Things didn’t get better, Lola recalls, sitting in the fourth-floor apartment in Old Montreal that’s her home today. It’s within walking distance from the courthouse where she fought to be considered Eric’s ex-wife, a nice place, all wood beams and exposed brick, but temporary. This spring she is meant to move into a $2.5-million house in Outremont—as it happens, a short jaunt from Eric’s Montreal abode. Shortly after that abortion, she returned to Brazil, but met Eric in the Bahamas over New Year’s. She’d decided to move to London to pursue her modelling career. “I was very happy living alone. I was working a lot, certain agents said I could compete against Naomi Campbell,” she says. But he begged her to come to Montreal for Valentine’s Day. He was very good at insisting. Their first child was conceived on Feb. 14, 1996: a beautiful baby girl, born that fall.
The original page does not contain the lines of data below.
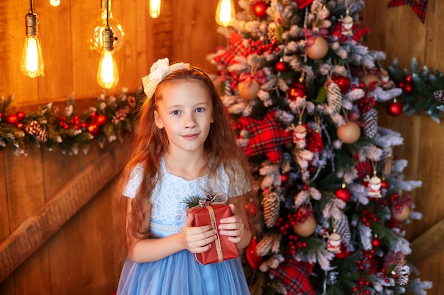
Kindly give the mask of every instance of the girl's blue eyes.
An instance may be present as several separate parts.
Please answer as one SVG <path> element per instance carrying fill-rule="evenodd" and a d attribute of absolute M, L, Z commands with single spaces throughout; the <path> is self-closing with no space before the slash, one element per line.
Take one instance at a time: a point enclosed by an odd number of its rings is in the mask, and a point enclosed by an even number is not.
<path fill-rule="evenodd" d="M 204 112 L 204 110 L 205 110 L 205 109 L 204 108 L 197 108 L 195 110 L 196 112 Z M 172 115 L 177 115 L 180 114 L 180 110 L 173 110 L 172 112 L 171 112 L 171 113 Z"/>

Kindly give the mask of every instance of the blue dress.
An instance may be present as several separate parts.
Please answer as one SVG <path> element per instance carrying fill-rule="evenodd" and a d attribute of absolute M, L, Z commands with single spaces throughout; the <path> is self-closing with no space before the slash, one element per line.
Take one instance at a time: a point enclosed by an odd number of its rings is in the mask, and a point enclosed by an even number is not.
<path fill-rule="evenodd" d="M 150 231 L 162 238 L 179 233 L 187 218 L 184 199 L 204 197 L 209 191 L 237 196 L 246 192 L 230 192 L 228 175 L 220 168 L 216 182 L 209 185 L 206 175 L 186 180 L 167 172 L 160 161 L 162 177 L 151 195 Z M 124 195 L 134 197 L 142 180 L 143 168 L 138 166 Z M 216 189 L 214 189 L 216 188 Z M 239 258 L 206 265 L 198 262 L 187 250 L 160 260 L 135 263 L 127 258 L 121 274 L 117 295 L 247 295 L 250 294 Z"/>

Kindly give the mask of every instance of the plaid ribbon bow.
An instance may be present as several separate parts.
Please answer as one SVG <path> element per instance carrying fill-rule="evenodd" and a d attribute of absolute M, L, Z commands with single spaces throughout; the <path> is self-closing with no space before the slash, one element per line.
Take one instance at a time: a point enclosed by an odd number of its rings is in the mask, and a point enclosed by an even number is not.
<path fill-rule="evenodd" d="M 391 0 L 389 4 L 389 8 L 409 4 L 411 6 L 418 17 L 419 17 L 421 21 L 424 23 L 424 21 L 426 21 L 426 11 L 427 9 L 428 1 L 428 0 L 419 0 L 418 3 L 417 0 Z"/>
<path fill-rule="evenodd" d="M 239 119 L 245 129 L 253 134 L 244 149 L 248 156 L 265 153 L 268 158 L 276 163 L 282 159 L 281 146 L 292 142 L 293 135 L 274 120 L 275 114 L 276 111 L 269 112 L 262 120 L 249 117 Z"/>
<path fill-rule="evenodd" d="M 277 268 L 272 268 L 269 272 L 282 280 L 287 295 L 315 295 L 309 279 L 313 267 L 314 265 L 304 261 L 287 258 Z"/>

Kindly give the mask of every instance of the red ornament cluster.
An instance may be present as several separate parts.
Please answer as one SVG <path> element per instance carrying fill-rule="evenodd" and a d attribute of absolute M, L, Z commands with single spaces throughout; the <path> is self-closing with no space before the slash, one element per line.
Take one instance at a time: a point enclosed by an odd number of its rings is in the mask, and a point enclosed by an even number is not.
<path fill-rule="evenodd" d="M 261 40 L 254 40 L 248 39 L 247 40 L 248 45 L 240 53 L 244 57 L 250 54 L 261 55 L 264 52 L 272 53 L 273 51 L 278 52 L 279 50 L 277 46 L 278 42 L 276 39 L 273 40 L 270 43 L 263 43 Z"/>

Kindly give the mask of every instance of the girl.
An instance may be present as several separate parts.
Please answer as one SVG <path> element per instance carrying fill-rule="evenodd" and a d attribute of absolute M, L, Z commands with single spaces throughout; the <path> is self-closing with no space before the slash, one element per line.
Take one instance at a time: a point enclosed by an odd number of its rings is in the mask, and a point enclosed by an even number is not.
<path fill-rule="evenodd" d="M 188 64 L 160 59 L 143 79 L 146 95 L 123 192 L 128 258 L 118 294 L 249 294 L 239 259 L 201 265 L 220 235 L 245 248 L 251 232 L 248 168 L 223 103 L 209 77 Z M 184 200 L 207 193 L 228 197 L 232 216 L 217 229 L 192 226 Z M 123 196 L 121 195 L 123 195 Z"/>

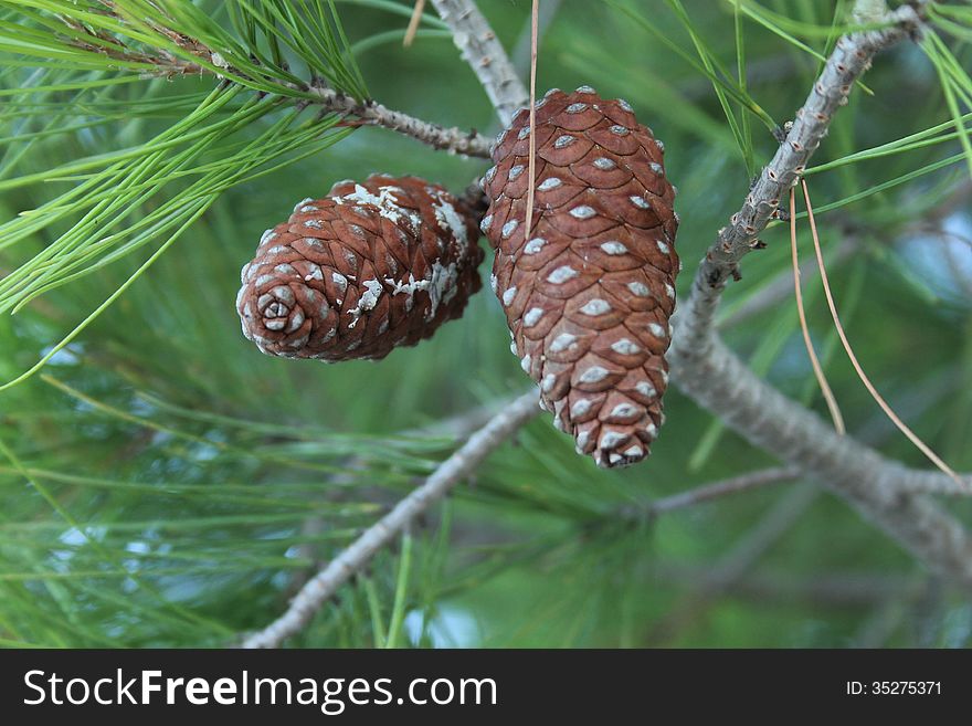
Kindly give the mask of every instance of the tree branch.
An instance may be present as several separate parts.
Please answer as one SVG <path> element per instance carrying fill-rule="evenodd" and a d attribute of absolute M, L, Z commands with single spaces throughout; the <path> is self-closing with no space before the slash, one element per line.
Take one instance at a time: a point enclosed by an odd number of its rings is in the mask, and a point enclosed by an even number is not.
<path fill-rule="evenodd" d="M 409 116 L 400 111 L 392 111 L 374 101 L 360 102 L 334 88 L 310 86 L 310 92 L 317 96 L 315 103 L 327 111 L 356 116 L 361 119 L 361 125 L 381 126 L 405 136 L 422 141 L 435 149 L 446 149 L 453 154 L 489 158 L 490 139 L 480 136 L 475 129 L 465 131 L 452 127 L 443 128 L 414 116 Z"/>
<path fill-rule="evenodd" d="M 432 4 L 452 30 L 456 48 L 486 90 L 500 123 L 508 126 L 530 96 L 496 33 L 474 0 L 432 0 Z"/>
<path fill-rule="evenodd" d="M 105 2 L 104 4 L 108 8 L 107 12 L 116 18 L 119 22 L 127 22 L 125 15 L 116 11 L 114 3 Z M 219 56 L 219 53 L 215 53 L 204 43 L 192 38 L 186 38 L 184 35 L 172 30 L 171 28 L 166 28 L 152 23 L 152 27 L 158 32 L 168 36 L 169 40 L 176 43 L 182 51 L 187 52 L 193 57 L 207 61 L 205 64 L 193 63 L 192 61 L 178 57 L 163 49 L 155 49 L 154 53 L 138 52 L 126 46 L 118 39 L 107 38 L 104 34 L 98 34 L 96 31 L 88 29 L 83 23 L 77 22 L 72 18 L 61 17 L 61 20 L 70 28 L 72 28 L 75 32 L 87 35 L 92 39 L 91 42 L 83 39 L 71 41 L 71 45 L 84 50 L 85 52 L 106 55 L 108 57 L 113 57 L 119 61 L 150 63 L 155 66 L 152 75 L 158 75 L 162 77 L 172 77 L 175 75 L 186 74 L 210 74 L 219 77 L 225 77 L 222 74 L 216 74 L 215 71 L 213 71 L 213 69 L 208 65 L 210 63 L 215 63 L 215 59 Z M 107 48 L 105 46 L 106 42 L 109 42 L 109 45 Z M 243 78 L 245 81 L 253 81 L 253 77 L 251 75 L 247 75 L 240 69 L 229 65 L 225 62 L 223 62 L 222 65 L 216 65 L 219 69 L 224 70 L 230 76 L 236 76 L 237 78 Z M 388 128 L 393 131 L 398 131 L 399 134 L 410 136 L 435 149 L 446 149 L 453 154 L 463 154 L 465 156 L 483 157 L 486 159 L 489 158 L 490 141 L 489 139 L 480 136 L 475 129 L 465 131 L 455 127 L 443 128 L 437 124 L 432 124 L 430 122 L 422 120 L 421 118 L 415 118 L 413 116 L 409 116 L 408 114 L 403 114 L 402 112 L 388 108 L 372 99 L 358 101 L 357 98 L 352 98 L 339 91 L 335 91 L 334 88 L 320 85 L 316 81 L 298 84 L 277 78 L 276 83 L 292 91 L 310 93 L 315 96 L 313 101 L 308 101 L 306 97 L 294 98 L 292 99 L 294 103 L 313 103 L 315 105 L 321 106 L 329 112 L 344 114 L 347 116 L 355 116 L 359 119 L 359 123 L 357 125 L 380 126 L 382 128 Z"/>
<path fill-rule="evenodd" d="M 442 462 L 425 483 L 401 499 L 391 512 L 366 529 L 358 539 L 307 581 L 287 611 L 263 630 L 243 641 L 243 648 L 277 648 L 304 628 L 339 587 L 364 568 L 374 554 L 397 537 L 418 515 L 445 496 L 468 476 L 486 456 L 540 412 L 531 391 L 494 415 Z"/>
<path fill-rule="evenodd" d="M 673 378 L 697 403 L 740 435 L 847 499 L 932 570 L 972 589 L 972 539 L 922 493 L 962 490 L 938 472 L 908 469 L 849 436 L 757 378 L 714 332 L 716 307 L 737 265 L 797 180 L 836 109 L 879 50 L 919 32 L 910 6 L 889 14 L 895 24 L 839 39 L 806 104 L 770 165 L 699 265 L 687 304 L 676 314 L 669 350 Z M 972 480 L 969 480 L 972 485 Z"/>

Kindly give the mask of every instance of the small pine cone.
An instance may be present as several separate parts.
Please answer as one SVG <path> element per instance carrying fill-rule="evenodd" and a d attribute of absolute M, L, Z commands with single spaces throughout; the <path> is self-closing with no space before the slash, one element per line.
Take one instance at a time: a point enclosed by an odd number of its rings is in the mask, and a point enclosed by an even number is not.
<path fill-rule="evenodd" d="M 553 424 L 600 466 L 641 461 L 662 425 L 675 308 L 678 217 L 662 144 L 624 101 L 593 88 L 537 103 L 536 187 L 527 206 L 530 118 L 521 109 L 483 180 L 493 284 L 522 368 Z"/>
<path fill-rule="evenodd" d="M 476 219 L 439 185 L 372 175 L 305 199 L 241 273 L 243 335 L 263 353 L 383 358 L 462 316 L 482 286 Z"/>

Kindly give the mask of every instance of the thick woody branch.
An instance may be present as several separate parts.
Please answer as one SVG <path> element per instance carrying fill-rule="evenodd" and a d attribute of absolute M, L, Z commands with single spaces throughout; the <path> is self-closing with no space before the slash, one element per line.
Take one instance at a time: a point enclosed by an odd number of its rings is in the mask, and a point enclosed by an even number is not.
<path fill-rule="evenodd" d="M 907 469 L 832 427 L 756 377 L 715 334 L 715 312 L 728 280 L 797 180 L 852 85 L 879 50 L 916 33 L 909 6 L 896 24 L 842 38 L 797 113 L 786 139 L 747 197 L 732 224 L 701 262 L 687 305 L 676 316 L 669 351 L 675 382 L 741 436 L 841 495 L 929 568 L 972 589 L 972 539 L 926 493 L 963 492 L 938 472 Z"/>
<path fill-rule="evenodd" d="M 699 269 L 705 284 L 721 287 L 736 276 L 739 261 L 753 250 L 757 236 L 774 217 L 783 194 L 796 185 L 807 160 L 826 136 L 834 114 L 846 105 L 850 90 L 870 67 L 874 55 L 918 33 L 921 27 L 921 18 L 910 6 L 889 13 L 887 21 L 891 23 L 889 28 L 852 33 L 837 40 L 773 160 L 763 168 L 742 209 L 732 215 L 728 227 L 719 230 L 719 239 L 709 248 Z"/>
<path fill-rule="evenodd" d="M 391 512 L 366 529 L 325 569 L 308 580 L 290 601 L 287 611 L 260 632 L 246 638 L 243 648 L 277 648 L 286 638 L 303 629 L 338 588 L 371 561 L 378 550 L 391 543 L 416 516 L 475 471 L 486 456 L 539 411 L 537 393 L 531 391 L 494 415 L 452 456 L 442 462 L 421 486 L 401 499 Z"/>
<path fill-rule="evenodd" d="M 955 492 L 938 472 L 908 469 L 850 436 L 757 378 L 715 336 L 705 349 L 677 349 L 679 388 L 750 443 L 772 452 L 854 505 L 929 568 L 972 589 L 972 539 L 922 492 Z"/>
<path fill-rule="evenodd" d="M 508 126 L 530 96 L 496 33 L 474 0 L 432 0 L 432 4 L 452 30 L 456 48 L 486 90 L 500 123 Z"/>

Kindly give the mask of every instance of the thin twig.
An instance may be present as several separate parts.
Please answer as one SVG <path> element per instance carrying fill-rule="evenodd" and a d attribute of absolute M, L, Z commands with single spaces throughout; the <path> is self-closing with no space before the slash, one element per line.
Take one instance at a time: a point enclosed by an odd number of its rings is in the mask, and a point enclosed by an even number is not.
<path fill-rule="evenodd" d="M 300 589 L 287 611 L 243 641 L 243 648 L 277 648 L 300 631 L 338 588 L 368 565 L 374 554 L 393 540 L 416 516 L 445 496 L 456 484 L 539 412 L 537 393 L 521 396 L 469 436 L 425 482 L 401 499 L 391 512 L 366 529 L 326 568 Z"/>
<path fill-rule="evenodd" d="M 718 240 L 706 253 L 699 271 L 702 284 L 721 288 L 738 275 L 739 261 L 757 248 L 757 238 L 775 215 L 783 193 L 806 169 L 834 114 L 847 103 L 850 90 L 870 66 L 874 55 L 921 29 L 921 18 L 911 6 L 901 6 L 888 13 L 886 29 L 850 33 L 837 40 L 772 161 L 763 168 L 742 208 L 731 217 L 729 225 L 719 230 Z"/>
<path fill-rule="evenodd" d="M 334 88 L 310 86 L 315 103 L 327 111 L 356 116 L 364 125 L 381 126 L 422 141 L 435 149 L 446 149 L 454 154 L 489 158 L 489 139 L 475 129 L 464 131 L 459 128 L 443 128 L 436 124 L 392 111 L 374 101 L 360 102 Z"/>
<path fill-rule="evenodd" d="M 888 406 L 888 402 L 884 399 L 884 397 L 878 393 L 877 388 L 874 383 L 870 382 L 870 378 L 868 378 L 867 373 L 864 372 L 864 367 L 857 360 L 857 356 L 854 354 L 854 348 L 850 346 L 850 341 L 847 339 L 847 334 L 844 332 L 844 326 L 841 323 L 841 316 L 837 314 L 837 306 L 834 303 L 834 296 L 831 293 L 831 283 L 827 278 L 827 267 L 824 264 L 824 253 L 821 249 L 820 238 L 816 233 L 816 220 L 813 218 L 813 206 L 810 203 L 810 189 L 806 186 L 806 180 L 800 180 L 801 186 L 803 187 L 803 199 L 806 202 L 806 215 L 810 219 L 810 230 L 813 234 L 813 249 L 816 253 L 816 262 L 820 267 L 821 273 L 821 282 L 824 285 L 824 296 L 827 298 L 827 307 L 831 309 L 831 317 L 834 320 L 834 328 L 837 330 L 837 336 L 841 338 L 841 344 L 844 346 L 844 351 L 847 354 L 847 357 L 850 359 L 850 365 L 854 366 L 854 370 L 857 371 L 857 377 L 860 378 L 860 382 L 864 383 L 864 387 L 867 389 L 867 392 L 870 393 L 871 398 L 877 401 L 877 404 L 881 408 L 881 410 L 887 414 L 887 417 L 891 420 L 891 422 L 898 427 L 898 430 L 901 431 L 908 440 L 915 444 L 915 446 L 926 456 L 928 456 L 929 461 L 932 464 L 938 466 L 942 472 L 951 476 L 955 480 L 955 483 L 961 487 L 965 486 L 962 480 L 959 478 L 959 475 L 952 471 L 952 467 L 945 464 L 938 454 L 936 454 L 921 439 L 918 438 L 908 424 L 906 424 L 897 413 L 895 413 L 894 409 Z M 791 192 L 792 196 L 792 192 Z M 969 493 L 972 493 L 972 487 L 969 488 Z"/>
<path fill-rule="evenodd" d="M 424 2 L 424 0 L 422 0 L 422 2 Z M 419 6 L 421 6 L 422 2 L 419 2 Z M 120 22 L 127 22 L 124 14 L 115 12 L 112 3 L 106 4 L 108 8 L 112 8 L 112 14 L 115 18 L 117 18 Z M 420 12 L 418 17 L 421 18 L 421 8 L 419 10 Z M 62 18 L 62 20 L 64 20 L 64 22 L 68 24 L 72 24 L 71 19 L 68 18 Z M 72 28 L 74 27 L 75 25 L 72 24 Z M 186 38 L 182 34 L 172 30 L 171 28 L 165 28 L 158 24 L 154 24 L 152 27 L 159 33 L 167 35 L 173 43 L 179 45 L 181 50 L 186 51 L 194 57 L 205 60 L 207 62 L 212 62 L 212 59 L 215 56 L 210 48 L 199 42 L 198 40 Z M 94 40 L 98 36 L 92 35 L 92 38 Z M 93 42 L 86 43 L 83 41 L 74 41 L 74 45 L 82 48 L 83 50 L 86 50 L 88 52 L 106 54 L 109 57 L 115 57 L 117 60 L 151 63 L 158 69 L 155 75 L 161 75 L 166 77 L 171 77 L 177 74 L 186 75 L 190 73 L 198 75 L 215 75 L 215 72 L 211 67 L 179 59 L 165 50 L 157 51 L 158 54 L 149 55 L 137 53 L 126 48 L 124 44 L 120 43 L 120 41 L 113 40 L 113 42 L 116 45 L 120 45 L 122 50 L 105 49 L 94 44 Z M 236 69 L 229 64 L 221 67 L 225 71 L 229 77 L 235 76 L 237 78 L 252 81 L 252 78 L 240 69 Z M 334 113 L 344 114 L 346 116 L 353 116 L 359 122 L 357 125 L 380 126 L 382 128 L 388 128 L 393 131 L 398 131 L 399 134 L 410 136 L 435 149 L 445 149 L 451 152 L 462 154 L 465 156 L 483 157 L 487 159 L 489 158 L 489 140 L 480 136 L 475 129 L 466 131 L 454 127 L 443 128 L 442 126 L 422 120 L 421 118 L 409 116 L 408 114 L 403 114 L 402 112 L 392 111 L 391 108 L 382 106 L 381 104 L 376 103 L 371 99 L 358 101 L 357 98 L 352 98 L 326 85 L 320 85 L 317 82 L 296 84 L 289 81 L 278 80 L 277 83 L 286 86 L 287 88 L 290 88 L 292 91 L 310 93 L 314 96 L 314 98 L 309 102 L 305 97 L 293 98 L 292 101 L 294 103 L 304 105 L 311 103 Z"/>
<path fill-rule="evenodd" d="M 543 0 L 543 2 L 540 3 L 539 19 L 537 22 L 539 38 L 543 36 L 547 29 L 553 22 L 557 11 L 560 10 L 561 2 L 562 0 Z M 526 28 L 524 28 L 522 33 L 520 33 L 519 39 L 517 39 L 517 42 L 509 54 L 510 61 L 513 61 L 513 67 L 516 69 L 516 72 L 519 75 L 526 75 L 530 71 L 530 49 L 532 48 L 532 38 L 533 17 L 532 13 L 530 13 L 529 22 Z M 709 85 L 709 90 L 711 90 L 711 84 Z"/>
<path fill-rule="evenodd" d="M 432 0 L 432 4 L 452 30 L 456 48 L 486 90 L 499 122 L 509 126 L 529 94 L 496 33 L 473 0 Z"/>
Eric was ecstatic but stubbornly refused to marry her. “I wanted to protect [my business] and there were professional reasons why I didn’t want to get married,” he would say later in court. “I respect people who get married, but it’s not my cup of tea.” Instead, he focused his energy on moving into his new house, a palatial spread on the outskirts of Montreal. He was a good father, though he travelled a lot and the relationship was as unstable as ever. “I think it would be better if we separated,” he said to her in the spring of 1998. They went into mediation, where she says the mediator practically forced her to sign a paper declaring their separation. She was even more confused. Separation? She had thought it was mediation to help them stay together. Then, a whirlwind: in the space of a few months, she became pregnant, she miscarried, her father died, and she became pregnant yet again.
He stopped mediation, but wasn’t even on the same continent when their son was born. She says he was partying; he says it was business. At any rate, Lola began to pull away. He saw it, she says, and didn’t see why they should split up. He convinced her to at least stay until the year’s end. That year was 1999. “Why don’t we wait to see if the world ends,” he joked. “If it continues, so should we.”
She joined him for his New Year’s party. “What can I do to make you happy?” he asked when he saw her mood. “You could start by marrying me, and then we’ll see,” she replied. Lola says he relented. “If a piece of paper is so important to you then, okay, we’ll do it.” As Eric explained in his testimony, he wrapped a piece of plastic around her finger as an engagement ring and, just before the stroke of midnight, said he was going to marry Lola. Their marriage would be a huge show on April Fool’s Day. “I’ll believe it when I see it,” Eric’s mother said. Lola maintains the marriage proposal was real; Eric said it was one of his jokes, like the time he mooned the bouncer in Brazil. “I probably should have thought twice about joking about this,” Eric later said in court.
In any case, there was no marriage, only a third child, born in Brazil, where Lola wanted to be. Less than two months later Eric said he wanted to break off the relationship for good. Photos had surfaced online of him with another woman on his sailboat, a dancer from New York City. “I already had . . . other realities in my life,” Eric said in his testimony. Things sputtered on for a few more months until Lola moved out in February 2002. They have been in and out of court ever since.
Lola is tall and skinny, her hair as dark as on the day Eric met her, but without the abundance of curls. With her mouth full of braces, she doesn’t look anywhere near her 34 years. Her lifestyle, she realizes, is somewhat absurd. In the summer of 2006, she was tooling around in her ex-boyfriend Herbert Black’s Porsche GT, a half-million-dollar coupe, when the cops pulled her over, if only to drool over the set of wheels. There are only a handful of these in Quebec, one said. The only one he knew of belonged to a certain billionaire. “He’s my ex,” she replied.